Facendo riferimento al volumetto oggetto dell’incontro, gli oratori ne sottolineano la semplicità del linguaggio e la ricchezza dei vocaboli. “L’ultimi vamparigghi” è stata l’ottava fatica letteraria di questo autore che ha vinto molti concorsi letterari. Assiduo frequentatore di circoli culturali amava recitare i suoi versi, tutti a memoria. Nelle sue liriche ci troviamo l’endecasillabo, le ottave ed i sonetti, tradizionali forme metriche ormai raramente applicate” (Santo Privitera). “Petralia si rivela scrigno prezioso poiché conserva e custodisce nelle sue poesie le nostre radici” (Ninni Magrì, autore della prefazione).
I suoni onomatopeici di un tempo riecheggiano in molti dei suoi componimenti: “’N munzeddu du’ sordiiii, / arricialativi ‘u cori, / frischi e duci su’ ‘sti bastarduniiii, / frischi e duciii suuu’….(Decianni).
Non mancano i riferimenti nostalgici in relazione al tempo trascorso: “Lu tempu comu nenti va vulannu / purtannusi d’appressu l’anni mei, / ogni annu ‘na fogghia va cascannu / di starvulu c’ammacia li so’ prei (Sirinata di l’anni mei).
"L'organicità della sua poetica è da ricercarsi nell'attenzione con cui volge lo sguardo sul mondo che lo circonda per coglierne gli aspetti più emblematici nel quotidiano, nella sua esperienza di vita dalla quale attinse a piene mani per raccontarsi"(Rosetta Di Bella).

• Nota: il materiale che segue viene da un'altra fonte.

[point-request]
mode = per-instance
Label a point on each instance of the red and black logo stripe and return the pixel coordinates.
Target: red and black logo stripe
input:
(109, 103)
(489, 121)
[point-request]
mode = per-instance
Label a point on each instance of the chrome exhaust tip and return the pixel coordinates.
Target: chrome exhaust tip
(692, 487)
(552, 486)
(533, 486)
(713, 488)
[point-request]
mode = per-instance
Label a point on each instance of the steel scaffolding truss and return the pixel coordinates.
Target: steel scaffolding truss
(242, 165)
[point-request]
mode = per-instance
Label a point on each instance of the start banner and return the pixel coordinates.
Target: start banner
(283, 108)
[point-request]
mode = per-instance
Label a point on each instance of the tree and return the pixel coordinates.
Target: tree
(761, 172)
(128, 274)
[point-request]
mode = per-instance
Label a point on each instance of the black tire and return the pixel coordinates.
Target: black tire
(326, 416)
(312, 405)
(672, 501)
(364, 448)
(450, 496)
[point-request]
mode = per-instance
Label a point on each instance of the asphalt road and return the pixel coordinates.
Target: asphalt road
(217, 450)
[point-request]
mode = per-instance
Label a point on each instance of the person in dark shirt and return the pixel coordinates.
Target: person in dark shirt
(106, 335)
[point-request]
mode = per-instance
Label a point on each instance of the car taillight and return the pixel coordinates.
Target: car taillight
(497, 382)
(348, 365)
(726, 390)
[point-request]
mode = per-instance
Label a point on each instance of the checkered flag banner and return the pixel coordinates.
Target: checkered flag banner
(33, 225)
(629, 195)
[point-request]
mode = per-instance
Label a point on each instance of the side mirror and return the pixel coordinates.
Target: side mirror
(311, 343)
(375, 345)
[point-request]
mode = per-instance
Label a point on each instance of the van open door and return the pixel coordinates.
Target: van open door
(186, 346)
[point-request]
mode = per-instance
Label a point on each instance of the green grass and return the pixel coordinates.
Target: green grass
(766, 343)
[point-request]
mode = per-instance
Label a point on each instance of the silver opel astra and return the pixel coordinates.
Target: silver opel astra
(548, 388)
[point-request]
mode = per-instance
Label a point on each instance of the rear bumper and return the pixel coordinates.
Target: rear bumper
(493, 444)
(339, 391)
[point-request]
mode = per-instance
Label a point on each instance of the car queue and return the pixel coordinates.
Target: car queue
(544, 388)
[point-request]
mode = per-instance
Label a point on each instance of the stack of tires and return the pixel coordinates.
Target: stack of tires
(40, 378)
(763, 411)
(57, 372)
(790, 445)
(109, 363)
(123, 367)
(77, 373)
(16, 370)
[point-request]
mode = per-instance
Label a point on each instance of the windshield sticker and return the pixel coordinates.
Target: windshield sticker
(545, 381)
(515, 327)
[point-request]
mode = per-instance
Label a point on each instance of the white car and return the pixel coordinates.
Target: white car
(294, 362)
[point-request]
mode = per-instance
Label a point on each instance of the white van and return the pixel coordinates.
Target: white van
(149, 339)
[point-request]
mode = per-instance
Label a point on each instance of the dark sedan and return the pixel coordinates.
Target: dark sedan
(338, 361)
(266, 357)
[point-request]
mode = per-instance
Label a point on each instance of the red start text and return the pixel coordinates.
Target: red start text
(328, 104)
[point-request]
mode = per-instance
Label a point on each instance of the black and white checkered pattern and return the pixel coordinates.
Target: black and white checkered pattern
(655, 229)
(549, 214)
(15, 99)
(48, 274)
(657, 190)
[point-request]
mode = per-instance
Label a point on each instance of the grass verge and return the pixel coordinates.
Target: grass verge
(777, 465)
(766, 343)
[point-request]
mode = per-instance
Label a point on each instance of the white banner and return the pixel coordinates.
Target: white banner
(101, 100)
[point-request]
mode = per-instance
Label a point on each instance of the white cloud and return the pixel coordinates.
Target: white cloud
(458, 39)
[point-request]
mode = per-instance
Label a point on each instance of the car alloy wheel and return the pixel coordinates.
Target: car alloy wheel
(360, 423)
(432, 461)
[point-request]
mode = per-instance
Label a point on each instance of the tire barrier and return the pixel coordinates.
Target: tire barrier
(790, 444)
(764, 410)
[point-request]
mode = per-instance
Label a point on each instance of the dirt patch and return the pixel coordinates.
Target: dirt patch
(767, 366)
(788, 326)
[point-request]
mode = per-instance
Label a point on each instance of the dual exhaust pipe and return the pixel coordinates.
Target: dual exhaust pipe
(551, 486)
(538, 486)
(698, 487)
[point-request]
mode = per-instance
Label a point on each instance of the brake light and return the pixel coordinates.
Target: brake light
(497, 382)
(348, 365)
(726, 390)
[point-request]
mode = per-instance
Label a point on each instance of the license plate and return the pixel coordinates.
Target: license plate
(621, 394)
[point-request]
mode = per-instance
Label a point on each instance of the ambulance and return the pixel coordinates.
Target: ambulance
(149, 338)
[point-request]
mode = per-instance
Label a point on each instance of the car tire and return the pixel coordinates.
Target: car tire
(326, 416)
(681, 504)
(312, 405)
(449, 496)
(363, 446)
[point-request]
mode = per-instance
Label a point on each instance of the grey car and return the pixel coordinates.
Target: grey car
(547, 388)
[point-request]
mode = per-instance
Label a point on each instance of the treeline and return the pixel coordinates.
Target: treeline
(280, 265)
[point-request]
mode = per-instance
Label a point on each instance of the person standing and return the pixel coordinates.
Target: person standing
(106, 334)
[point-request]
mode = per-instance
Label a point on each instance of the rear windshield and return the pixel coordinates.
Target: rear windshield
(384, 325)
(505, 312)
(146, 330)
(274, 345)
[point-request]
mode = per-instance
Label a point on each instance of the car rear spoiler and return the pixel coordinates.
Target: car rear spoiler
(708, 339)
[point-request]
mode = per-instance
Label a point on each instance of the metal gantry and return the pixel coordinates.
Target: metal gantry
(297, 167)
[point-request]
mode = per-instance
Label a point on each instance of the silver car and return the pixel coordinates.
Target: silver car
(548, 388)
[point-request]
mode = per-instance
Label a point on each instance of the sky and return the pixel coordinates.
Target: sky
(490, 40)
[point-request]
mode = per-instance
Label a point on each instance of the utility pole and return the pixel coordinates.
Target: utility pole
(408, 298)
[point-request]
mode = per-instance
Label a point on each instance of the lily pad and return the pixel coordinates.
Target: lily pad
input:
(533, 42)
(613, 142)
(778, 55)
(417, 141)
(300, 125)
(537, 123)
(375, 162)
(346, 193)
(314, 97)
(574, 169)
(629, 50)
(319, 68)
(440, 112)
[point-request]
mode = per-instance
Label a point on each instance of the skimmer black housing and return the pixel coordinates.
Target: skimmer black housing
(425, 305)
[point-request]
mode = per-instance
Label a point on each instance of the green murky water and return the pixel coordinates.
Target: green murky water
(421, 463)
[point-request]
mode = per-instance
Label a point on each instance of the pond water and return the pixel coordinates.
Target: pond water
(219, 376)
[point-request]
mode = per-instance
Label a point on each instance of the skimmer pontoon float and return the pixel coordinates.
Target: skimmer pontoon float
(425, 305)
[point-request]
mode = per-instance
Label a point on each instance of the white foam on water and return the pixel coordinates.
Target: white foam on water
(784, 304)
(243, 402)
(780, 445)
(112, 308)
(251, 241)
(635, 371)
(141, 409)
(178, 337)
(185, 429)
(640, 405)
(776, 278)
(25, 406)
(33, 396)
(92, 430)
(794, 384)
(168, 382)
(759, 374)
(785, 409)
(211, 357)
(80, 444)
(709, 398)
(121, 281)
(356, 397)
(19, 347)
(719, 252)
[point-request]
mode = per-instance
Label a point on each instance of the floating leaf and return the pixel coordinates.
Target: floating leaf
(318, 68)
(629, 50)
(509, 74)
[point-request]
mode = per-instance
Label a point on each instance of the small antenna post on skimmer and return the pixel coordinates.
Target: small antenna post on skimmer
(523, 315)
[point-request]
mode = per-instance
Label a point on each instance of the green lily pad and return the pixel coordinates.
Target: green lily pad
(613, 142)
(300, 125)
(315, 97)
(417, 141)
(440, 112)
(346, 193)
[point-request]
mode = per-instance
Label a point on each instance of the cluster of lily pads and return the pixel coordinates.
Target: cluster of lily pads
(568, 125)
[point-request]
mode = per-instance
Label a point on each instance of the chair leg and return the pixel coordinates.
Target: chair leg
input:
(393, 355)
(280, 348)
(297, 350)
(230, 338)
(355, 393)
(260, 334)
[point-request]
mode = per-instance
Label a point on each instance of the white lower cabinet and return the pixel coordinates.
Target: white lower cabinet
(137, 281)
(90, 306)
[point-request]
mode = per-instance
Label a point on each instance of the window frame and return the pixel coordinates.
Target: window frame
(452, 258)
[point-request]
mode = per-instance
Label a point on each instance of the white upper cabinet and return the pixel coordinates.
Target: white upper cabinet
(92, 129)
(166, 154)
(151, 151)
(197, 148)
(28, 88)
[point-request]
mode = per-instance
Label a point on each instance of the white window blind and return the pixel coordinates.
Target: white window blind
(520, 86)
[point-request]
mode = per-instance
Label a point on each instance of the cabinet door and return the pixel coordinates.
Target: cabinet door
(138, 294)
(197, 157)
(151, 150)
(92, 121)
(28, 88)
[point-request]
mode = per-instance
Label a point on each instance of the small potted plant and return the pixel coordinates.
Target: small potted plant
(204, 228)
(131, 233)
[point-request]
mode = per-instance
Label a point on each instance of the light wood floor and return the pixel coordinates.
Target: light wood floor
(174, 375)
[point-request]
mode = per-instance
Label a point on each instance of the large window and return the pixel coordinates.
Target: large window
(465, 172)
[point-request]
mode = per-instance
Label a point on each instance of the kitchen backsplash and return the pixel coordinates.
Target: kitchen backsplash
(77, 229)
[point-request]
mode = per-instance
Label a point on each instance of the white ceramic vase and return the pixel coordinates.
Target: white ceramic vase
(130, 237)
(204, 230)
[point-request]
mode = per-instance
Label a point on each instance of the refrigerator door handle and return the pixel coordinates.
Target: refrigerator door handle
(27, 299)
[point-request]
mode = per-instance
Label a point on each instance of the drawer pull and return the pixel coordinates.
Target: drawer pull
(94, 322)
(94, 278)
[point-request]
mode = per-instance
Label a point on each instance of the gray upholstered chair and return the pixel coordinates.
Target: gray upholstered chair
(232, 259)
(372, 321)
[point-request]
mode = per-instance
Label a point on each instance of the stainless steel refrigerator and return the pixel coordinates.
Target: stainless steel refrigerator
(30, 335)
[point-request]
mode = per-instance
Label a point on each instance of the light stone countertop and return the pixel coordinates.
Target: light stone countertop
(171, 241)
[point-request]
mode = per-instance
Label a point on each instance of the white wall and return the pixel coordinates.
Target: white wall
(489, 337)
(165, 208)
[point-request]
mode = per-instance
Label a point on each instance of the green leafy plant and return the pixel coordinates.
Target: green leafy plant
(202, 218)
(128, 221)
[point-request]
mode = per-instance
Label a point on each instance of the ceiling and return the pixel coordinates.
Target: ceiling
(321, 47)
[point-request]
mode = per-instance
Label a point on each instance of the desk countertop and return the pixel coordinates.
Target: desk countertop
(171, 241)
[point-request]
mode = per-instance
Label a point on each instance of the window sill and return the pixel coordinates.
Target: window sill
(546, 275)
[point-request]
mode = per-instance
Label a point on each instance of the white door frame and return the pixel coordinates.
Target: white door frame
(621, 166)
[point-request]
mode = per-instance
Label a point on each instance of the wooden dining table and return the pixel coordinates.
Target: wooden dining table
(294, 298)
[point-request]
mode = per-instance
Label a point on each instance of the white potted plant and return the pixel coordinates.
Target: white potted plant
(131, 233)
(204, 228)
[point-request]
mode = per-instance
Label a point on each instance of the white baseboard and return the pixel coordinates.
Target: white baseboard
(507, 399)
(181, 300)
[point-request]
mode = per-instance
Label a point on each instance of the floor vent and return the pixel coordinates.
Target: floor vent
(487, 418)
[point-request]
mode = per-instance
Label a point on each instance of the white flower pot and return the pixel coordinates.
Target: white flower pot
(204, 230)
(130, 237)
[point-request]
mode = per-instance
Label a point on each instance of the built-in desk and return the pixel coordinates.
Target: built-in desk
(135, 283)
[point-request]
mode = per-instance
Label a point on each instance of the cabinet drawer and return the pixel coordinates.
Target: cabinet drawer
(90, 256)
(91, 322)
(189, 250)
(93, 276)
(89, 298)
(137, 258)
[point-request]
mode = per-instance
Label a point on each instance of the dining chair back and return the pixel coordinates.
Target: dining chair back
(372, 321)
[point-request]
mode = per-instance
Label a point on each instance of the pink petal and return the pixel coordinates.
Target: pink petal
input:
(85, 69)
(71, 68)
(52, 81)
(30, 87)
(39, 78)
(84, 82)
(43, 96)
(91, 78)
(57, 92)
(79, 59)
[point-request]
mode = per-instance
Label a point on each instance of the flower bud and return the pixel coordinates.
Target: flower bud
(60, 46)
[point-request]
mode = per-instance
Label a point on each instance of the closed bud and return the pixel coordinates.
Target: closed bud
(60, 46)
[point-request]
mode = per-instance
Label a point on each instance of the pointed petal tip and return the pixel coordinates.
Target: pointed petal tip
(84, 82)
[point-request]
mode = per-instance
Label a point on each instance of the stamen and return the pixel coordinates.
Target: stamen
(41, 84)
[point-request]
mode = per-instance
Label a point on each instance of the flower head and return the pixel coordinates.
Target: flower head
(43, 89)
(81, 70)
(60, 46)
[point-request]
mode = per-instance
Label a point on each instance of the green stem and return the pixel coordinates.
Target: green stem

Pur non essendo mai stato refrattario ai profondi mutamenti sociali nel frattempo sopravvenuti, Petralia rimase fedele alle tradizioni letterarie che considerano aristotelicamente il verso sinolo di materia e forma. Nella sua sostanza, cioè. L'endecasillabo gli è stato fedele compagno di viaggio. La sua poesia ha attraversato indenne il '900 senza essere minimamente contagiata dai tanti tentativi di rinnovamento posti in essere dai movimenti nati dal secondo dopoguerra in poi. Oggi ce la ritroviamo più viva che mai nel solco della tradizione ma rinnovata nei temi, matura nella parola, rigorosa nella consueta impostazione metrica. Autore delle sillogi "Miscugghi di pinseri"(1987), "Varchi a mari"(1990), "Ali di Fantasia" (1997), "Muddicheddi"(2003); "L'urtimi Vamparigghi" ecc.